Thanks for bringing these up.

  • research-subject-status: you should ask the Clinical Trial Workgroup. They may have plans to address that. @mike_hamidi?
  • observation_status: OMOP doesn’t work that way. It’s a closed world system collecting facts that happened. When the information never goes beyond preliminary then that becomes the fact. But the status itself is not only irrelevant, it is dangerous: Each fact would have to be tested for its status, killing every single existing analytic (it expects a record of a fact to be definitive) and making querying god-awfully slow.

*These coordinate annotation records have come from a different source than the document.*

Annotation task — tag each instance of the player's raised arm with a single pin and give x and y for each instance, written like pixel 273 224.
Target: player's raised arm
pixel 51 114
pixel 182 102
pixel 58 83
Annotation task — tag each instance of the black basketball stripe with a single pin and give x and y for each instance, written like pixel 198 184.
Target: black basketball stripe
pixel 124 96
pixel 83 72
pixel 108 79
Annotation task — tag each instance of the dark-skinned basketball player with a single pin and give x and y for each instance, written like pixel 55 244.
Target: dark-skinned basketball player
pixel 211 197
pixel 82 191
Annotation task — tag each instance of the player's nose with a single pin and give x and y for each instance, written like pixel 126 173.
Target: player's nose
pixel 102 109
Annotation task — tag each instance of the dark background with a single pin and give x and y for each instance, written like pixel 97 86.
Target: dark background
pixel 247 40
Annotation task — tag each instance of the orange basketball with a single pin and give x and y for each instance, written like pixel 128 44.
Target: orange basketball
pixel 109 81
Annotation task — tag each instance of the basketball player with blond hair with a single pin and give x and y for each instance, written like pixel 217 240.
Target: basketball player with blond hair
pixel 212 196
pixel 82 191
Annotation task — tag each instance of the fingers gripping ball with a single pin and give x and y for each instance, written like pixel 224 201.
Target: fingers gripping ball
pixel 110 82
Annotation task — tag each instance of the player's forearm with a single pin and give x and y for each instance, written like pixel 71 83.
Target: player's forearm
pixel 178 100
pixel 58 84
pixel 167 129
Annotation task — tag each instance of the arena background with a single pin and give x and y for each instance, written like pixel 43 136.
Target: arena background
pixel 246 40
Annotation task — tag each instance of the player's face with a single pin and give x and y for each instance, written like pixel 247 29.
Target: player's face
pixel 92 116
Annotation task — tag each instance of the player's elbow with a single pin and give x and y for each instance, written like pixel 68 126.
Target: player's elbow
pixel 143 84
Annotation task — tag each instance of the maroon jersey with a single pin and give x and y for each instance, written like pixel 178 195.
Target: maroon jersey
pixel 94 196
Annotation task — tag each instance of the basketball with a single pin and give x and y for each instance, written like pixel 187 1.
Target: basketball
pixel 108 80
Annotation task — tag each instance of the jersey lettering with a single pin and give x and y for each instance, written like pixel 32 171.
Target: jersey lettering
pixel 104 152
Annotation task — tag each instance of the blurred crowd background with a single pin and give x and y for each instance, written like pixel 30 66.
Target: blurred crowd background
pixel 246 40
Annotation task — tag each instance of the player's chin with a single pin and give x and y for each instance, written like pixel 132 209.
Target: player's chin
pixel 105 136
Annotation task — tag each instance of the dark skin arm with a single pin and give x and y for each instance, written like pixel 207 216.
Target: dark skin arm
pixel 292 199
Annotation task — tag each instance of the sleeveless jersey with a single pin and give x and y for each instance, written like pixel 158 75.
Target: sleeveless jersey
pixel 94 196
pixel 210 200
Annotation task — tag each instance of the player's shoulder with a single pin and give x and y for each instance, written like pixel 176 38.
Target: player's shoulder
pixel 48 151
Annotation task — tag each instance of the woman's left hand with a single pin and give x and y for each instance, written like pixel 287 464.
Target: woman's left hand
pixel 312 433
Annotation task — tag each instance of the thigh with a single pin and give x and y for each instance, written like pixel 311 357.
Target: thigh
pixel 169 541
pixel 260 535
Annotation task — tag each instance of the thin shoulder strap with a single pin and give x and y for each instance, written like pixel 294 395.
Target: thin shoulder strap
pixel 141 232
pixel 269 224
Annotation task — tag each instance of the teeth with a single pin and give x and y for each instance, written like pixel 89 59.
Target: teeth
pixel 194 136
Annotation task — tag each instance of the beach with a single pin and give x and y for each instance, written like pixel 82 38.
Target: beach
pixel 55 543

So, the ETL should toss out everything that is not a fact, and write the remaining as is into the appropriate table.
  • Observation Category Codes: These are Domains in OMOP: Social History are Observations, Vital Signs are Measurements, Imaging itself is not used, but the findings could be Conditions, Observations or Measurements, Laboratory are Measurements, Procedure are Procedures (this one is easy), Surveys and Exams are are Observations, Therapy is Drug Exposure, Procedure or Device and Activity is Observation. Each concept knows which Domain it is. So, in OMOP these are not data, but reference data.

FHIR to OMOP transformation is not an exercise where you take an incoming code list and just dump it over the fence, unfortunately. It requires mapping, pivoting, complex logic.

Thank you very much for your thoughtful response!